Summary statistics of the flood’s damage give some sense of the dimension of the suffering:

  • 13 people died.
  • 30,000 people had to be rescued from their homes by 280 high-water vehicles, 55 boats, 9 helicopters—provided by the state—and more people were rescued by what Louisianans term “the Cajun Navy,” a flotilla of private boat owners who sought to help people.
  • Over 16,000 people had to take refuge in shelters which opened as the flood waters continued to rise.
  • Estimates for the number of homes flooded in 22 Louisiana parishes are as high as 150,000.
  • Over 152,000 individuals or households registered with FEMA.
  • At the height of the flood, 265,000 students were out of school in the Baton Rouge and Livingston area alone.  In Baton Rouge, 10 schools flooded; only 2 of them have reopened; 5,000 of 40,000 students in the system were displaced by the flood.   And school enrollment had dropped by over a 1000 from last year.
  • A total of 36 parishes were affected by the March and August 2016 Floods.

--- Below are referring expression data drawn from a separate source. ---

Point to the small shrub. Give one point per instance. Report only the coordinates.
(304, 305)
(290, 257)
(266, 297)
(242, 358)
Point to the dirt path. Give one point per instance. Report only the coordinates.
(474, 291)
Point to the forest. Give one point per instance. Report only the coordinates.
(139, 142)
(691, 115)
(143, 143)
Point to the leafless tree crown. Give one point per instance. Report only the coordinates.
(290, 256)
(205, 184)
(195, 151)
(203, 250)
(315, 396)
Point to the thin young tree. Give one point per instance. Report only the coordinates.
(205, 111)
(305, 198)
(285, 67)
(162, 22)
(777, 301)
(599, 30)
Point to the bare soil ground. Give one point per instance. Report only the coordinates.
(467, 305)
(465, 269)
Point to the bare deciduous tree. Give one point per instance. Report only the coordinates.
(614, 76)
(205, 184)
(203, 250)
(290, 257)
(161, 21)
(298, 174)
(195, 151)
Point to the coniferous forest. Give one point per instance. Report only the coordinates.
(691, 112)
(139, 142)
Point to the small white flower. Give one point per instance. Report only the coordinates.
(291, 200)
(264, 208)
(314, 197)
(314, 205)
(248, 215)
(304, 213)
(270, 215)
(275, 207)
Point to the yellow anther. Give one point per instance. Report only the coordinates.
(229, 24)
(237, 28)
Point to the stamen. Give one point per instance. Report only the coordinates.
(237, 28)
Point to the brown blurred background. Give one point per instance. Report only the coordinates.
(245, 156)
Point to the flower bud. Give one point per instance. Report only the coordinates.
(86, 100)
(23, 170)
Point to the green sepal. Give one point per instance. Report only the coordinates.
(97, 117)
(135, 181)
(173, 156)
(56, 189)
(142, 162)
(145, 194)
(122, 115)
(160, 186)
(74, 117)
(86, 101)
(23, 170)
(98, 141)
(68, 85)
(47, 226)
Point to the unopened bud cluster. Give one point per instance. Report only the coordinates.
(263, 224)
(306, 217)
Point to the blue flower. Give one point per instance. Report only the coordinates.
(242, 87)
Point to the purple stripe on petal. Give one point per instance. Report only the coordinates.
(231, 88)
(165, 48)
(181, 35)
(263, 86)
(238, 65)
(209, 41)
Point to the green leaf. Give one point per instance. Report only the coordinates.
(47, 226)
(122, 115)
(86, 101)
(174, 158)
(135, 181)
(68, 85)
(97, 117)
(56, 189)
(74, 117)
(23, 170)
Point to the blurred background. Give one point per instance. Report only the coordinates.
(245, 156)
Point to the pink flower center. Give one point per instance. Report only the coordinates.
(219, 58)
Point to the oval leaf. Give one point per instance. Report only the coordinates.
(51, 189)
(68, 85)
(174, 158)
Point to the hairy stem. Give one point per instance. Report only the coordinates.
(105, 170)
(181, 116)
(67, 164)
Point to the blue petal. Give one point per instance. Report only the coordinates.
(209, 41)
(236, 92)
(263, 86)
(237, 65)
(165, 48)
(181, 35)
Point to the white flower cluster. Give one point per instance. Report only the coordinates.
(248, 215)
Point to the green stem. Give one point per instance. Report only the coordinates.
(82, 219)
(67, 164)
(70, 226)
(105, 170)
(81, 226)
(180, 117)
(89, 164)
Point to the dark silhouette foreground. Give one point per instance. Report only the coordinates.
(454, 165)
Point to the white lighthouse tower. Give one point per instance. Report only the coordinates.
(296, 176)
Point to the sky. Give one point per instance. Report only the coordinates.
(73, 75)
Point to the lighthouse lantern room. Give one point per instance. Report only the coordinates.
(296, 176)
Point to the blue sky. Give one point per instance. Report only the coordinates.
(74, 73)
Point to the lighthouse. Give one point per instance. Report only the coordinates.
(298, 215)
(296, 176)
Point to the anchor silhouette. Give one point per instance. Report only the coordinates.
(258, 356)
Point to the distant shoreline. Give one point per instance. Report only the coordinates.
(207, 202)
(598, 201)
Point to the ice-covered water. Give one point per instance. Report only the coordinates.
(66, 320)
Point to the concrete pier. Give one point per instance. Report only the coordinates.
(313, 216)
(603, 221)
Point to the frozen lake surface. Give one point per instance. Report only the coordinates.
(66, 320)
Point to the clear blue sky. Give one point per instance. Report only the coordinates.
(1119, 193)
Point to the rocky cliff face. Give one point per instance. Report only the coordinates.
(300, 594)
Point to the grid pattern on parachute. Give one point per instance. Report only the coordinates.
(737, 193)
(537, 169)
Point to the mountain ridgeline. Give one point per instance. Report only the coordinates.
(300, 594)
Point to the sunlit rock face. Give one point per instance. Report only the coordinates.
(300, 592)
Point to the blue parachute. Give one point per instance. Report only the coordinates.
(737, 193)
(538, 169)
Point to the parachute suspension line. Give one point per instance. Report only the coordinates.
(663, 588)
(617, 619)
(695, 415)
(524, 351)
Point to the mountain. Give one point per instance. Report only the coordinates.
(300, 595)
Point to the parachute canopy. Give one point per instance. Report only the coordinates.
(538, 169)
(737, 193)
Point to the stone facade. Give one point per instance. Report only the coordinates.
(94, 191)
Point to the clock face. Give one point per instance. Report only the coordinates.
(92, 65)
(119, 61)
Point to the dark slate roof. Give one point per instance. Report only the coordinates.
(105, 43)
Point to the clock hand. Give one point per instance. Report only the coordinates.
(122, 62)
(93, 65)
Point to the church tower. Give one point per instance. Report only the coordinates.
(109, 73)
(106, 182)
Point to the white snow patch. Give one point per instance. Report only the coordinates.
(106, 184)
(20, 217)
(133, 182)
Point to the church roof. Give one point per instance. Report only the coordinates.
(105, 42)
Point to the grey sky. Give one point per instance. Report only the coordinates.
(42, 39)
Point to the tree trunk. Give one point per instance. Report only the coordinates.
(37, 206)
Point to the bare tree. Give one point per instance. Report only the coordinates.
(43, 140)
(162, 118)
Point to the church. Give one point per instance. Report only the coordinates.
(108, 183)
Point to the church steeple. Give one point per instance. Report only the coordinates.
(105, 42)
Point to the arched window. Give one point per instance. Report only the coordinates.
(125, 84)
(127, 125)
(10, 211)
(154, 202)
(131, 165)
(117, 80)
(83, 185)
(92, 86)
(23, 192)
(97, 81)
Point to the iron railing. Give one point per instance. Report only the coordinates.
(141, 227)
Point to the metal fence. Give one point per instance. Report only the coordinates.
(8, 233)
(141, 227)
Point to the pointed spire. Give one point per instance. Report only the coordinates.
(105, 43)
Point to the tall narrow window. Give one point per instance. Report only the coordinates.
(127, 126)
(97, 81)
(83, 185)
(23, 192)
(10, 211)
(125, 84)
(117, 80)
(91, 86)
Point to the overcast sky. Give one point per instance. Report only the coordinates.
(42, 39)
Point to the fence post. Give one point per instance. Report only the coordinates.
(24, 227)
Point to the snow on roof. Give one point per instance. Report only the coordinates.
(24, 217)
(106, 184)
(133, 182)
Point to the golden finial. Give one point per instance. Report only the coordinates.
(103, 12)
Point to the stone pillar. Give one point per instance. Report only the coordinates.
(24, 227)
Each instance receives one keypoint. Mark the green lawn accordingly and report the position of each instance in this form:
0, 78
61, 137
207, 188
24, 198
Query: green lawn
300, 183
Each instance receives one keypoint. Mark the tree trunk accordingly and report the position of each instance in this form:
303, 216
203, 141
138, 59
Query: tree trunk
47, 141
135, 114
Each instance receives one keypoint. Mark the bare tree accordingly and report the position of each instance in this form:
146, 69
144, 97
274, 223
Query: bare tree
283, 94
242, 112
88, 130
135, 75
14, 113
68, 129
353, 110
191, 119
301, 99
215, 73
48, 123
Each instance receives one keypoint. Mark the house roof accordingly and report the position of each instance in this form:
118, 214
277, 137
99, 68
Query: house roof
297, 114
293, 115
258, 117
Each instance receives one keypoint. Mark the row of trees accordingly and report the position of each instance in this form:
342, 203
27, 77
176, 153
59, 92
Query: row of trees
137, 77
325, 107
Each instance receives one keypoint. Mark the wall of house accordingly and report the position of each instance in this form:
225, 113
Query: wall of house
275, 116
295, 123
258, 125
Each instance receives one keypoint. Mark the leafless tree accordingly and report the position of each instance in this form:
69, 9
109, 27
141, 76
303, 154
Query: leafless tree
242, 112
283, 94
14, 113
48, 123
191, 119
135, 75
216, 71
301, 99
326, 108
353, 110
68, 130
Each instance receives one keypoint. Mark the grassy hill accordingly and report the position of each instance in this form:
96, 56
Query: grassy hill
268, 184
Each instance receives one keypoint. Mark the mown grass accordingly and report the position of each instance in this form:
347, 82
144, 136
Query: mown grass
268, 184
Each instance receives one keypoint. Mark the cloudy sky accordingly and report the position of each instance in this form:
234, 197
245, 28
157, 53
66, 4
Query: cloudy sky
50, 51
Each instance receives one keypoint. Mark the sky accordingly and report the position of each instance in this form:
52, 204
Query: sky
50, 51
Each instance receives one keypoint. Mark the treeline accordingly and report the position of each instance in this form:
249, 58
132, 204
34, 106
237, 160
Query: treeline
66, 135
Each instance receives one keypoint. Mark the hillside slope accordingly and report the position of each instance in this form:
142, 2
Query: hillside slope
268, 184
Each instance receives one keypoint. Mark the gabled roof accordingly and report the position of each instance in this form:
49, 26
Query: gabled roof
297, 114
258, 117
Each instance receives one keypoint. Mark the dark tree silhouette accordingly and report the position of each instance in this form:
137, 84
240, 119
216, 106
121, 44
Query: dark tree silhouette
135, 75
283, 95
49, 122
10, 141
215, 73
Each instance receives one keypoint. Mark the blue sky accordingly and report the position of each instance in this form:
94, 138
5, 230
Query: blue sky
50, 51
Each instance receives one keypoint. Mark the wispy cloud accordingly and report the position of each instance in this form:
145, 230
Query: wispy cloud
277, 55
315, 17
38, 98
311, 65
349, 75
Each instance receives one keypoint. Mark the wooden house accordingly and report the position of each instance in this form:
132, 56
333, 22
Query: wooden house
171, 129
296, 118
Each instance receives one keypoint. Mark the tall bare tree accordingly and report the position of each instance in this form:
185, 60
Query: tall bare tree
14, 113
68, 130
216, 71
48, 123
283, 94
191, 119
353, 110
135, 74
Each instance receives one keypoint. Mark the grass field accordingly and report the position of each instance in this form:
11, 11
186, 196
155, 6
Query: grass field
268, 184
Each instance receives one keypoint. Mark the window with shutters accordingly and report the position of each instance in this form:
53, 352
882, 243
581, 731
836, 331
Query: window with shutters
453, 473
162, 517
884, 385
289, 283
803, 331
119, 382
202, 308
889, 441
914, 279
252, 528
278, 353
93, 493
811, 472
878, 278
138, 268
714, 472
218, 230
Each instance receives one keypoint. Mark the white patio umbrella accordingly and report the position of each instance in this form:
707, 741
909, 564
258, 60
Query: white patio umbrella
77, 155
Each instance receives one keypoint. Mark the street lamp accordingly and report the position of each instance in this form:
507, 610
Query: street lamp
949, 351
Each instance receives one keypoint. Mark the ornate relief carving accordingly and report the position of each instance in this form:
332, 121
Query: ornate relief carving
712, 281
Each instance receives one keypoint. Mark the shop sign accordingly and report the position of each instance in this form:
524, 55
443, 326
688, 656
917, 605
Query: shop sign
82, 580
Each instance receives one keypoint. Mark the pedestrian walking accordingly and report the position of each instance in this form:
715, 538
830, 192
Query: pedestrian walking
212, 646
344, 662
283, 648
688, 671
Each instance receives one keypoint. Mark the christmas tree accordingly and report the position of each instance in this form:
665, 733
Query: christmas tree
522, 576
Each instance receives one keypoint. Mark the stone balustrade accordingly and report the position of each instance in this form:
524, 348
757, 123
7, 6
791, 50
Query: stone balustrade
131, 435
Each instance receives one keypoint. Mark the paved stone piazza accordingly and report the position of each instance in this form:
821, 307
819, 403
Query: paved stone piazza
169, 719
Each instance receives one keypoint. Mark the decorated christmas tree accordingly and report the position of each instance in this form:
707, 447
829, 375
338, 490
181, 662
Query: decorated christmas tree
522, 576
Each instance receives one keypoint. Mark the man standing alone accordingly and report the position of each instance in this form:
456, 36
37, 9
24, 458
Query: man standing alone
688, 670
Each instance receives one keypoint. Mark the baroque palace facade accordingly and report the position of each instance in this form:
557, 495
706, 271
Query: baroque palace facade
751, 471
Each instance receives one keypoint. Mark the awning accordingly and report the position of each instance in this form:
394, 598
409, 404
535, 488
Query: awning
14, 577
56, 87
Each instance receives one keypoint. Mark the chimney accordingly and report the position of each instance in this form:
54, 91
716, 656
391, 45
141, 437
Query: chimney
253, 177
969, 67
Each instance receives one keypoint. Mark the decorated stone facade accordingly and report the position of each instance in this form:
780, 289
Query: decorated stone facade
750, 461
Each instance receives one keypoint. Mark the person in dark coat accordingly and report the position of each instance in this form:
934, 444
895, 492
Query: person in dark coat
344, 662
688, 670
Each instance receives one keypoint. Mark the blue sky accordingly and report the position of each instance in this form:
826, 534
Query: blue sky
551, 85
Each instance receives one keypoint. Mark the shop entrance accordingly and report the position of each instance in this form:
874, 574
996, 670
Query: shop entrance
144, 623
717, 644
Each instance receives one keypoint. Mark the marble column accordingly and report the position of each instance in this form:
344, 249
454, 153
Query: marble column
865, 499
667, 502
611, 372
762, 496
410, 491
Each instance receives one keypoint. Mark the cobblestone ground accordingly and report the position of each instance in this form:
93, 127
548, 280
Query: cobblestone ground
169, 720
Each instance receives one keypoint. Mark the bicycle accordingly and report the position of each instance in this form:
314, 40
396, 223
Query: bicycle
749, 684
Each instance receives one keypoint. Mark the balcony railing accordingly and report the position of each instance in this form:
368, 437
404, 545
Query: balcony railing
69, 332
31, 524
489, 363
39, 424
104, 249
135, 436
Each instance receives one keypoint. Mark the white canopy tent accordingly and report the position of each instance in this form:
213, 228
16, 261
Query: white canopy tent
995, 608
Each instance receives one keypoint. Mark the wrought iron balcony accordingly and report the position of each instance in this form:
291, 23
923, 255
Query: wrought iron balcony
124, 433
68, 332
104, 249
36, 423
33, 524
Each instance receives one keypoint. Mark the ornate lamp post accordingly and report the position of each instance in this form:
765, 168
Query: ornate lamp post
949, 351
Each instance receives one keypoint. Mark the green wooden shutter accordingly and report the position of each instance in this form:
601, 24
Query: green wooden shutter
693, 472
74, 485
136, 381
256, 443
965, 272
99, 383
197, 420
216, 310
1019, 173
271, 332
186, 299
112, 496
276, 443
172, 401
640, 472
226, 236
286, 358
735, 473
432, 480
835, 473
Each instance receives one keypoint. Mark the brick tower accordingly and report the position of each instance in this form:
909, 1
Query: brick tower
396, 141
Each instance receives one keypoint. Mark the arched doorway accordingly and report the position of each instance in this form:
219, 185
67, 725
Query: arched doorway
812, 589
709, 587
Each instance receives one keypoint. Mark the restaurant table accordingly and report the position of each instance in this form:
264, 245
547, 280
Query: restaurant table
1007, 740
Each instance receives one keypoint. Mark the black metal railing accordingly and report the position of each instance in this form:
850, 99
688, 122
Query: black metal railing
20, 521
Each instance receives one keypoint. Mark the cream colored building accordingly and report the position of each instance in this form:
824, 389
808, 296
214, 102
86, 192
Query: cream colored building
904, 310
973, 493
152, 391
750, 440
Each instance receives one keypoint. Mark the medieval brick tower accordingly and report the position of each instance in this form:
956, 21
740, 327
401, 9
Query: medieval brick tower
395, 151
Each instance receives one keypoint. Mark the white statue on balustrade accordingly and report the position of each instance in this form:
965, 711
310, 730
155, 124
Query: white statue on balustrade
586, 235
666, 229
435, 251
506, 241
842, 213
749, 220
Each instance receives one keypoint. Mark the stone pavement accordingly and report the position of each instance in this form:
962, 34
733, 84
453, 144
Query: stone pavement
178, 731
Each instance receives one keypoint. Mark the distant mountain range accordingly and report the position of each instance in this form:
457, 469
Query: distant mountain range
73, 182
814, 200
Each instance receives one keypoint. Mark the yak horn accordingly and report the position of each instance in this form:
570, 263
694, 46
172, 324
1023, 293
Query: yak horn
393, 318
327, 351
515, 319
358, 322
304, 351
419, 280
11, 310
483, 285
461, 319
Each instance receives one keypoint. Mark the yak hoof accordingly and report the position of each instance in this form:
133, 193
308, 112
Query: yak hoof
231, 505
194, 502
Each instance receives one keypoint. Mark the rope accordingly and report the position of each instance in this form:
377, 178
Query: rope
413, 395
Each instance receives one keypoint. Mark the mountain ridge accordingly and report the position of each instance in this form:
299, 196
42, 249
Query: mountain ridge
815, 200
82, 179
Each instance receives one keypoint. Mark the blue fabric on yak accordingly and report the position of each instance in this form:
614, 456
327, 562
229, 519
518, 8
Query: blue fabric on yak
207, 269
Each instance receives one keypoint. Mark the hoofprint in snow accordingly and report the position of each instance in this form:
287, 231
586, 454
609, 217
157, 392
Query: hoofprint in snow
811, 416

Recovery has been incredibly slow.

Shelter-At-Home - The state adopted a “Shelter-at-Home” strategy that provided minimal repairs to allow homeowners to remain in their homes while restoring the larger damage. 18,000 households signed up for the program, but the repairs proved slow and it took months for most to get back into their homes.  By mid-2017, there were 11,000 families living in Shelter-at-Home houses.  There is no data on how many are still living in gutted homes, but rebuild organizations continue to report families living in substandard, unsafe and unsanitary homes.

FEMA Housing - FEMA has provided only 4,000 manufactured housing units (MHU’s) for flood victims. Typically, FEMA temporary units are installed on a homeowner’s property, but these new MHU’s were too large to fit on most flood-damaged properties.   Currently, there are still 1,000 families living in MHU’s. As of May 1, 2018, families were required to move out of the unit or begin paying rent to keep it.  Most of these are homeowners who are still paying mortgages on homes they are unable to live in.

Federal Funding -  Louisiana was awarded $1.3 billion in federal funds for flood recovery which is managed by the Restore Louisiana Task Force. Of that, only 14,370 homeowners have been awarded grants totaling $206.5million.  Yet only $60.5 million have been disbursed. What is even more concerning is that the total administration and inspection costs thus far ($74.7 million) surpass the amount of homeowner disbursements.  See chart below.

One issue is that FEMA required applicants to apply for an SBA loan in order to receive assistance.  The amount of the loan was then counted as assistance received, which meant that an award of federal funds was considered a duplication of benefits, even though homeowners are required to repay the loan (in addition to their existing mortgages). Over 6,000 homeowners were denied federal funds on this basis. But in September 2018, a law was passed to waive the duplication of benefits caused by the SBA loans . . . but only until 2021. This legislation opens up approximately $215 million in federal grants for homeowners.  The chart below shows federal funds disbursements as of March 2018.


Help is Desperately Needed  
Many, many displaced families remain in the homes of friends or other temporary housing, and volunteers are scarce.  Without intervention, our homeless population will remain unmanageable and families throughout these 22 parishes will continue to live in unsafe, unsanitary conditions.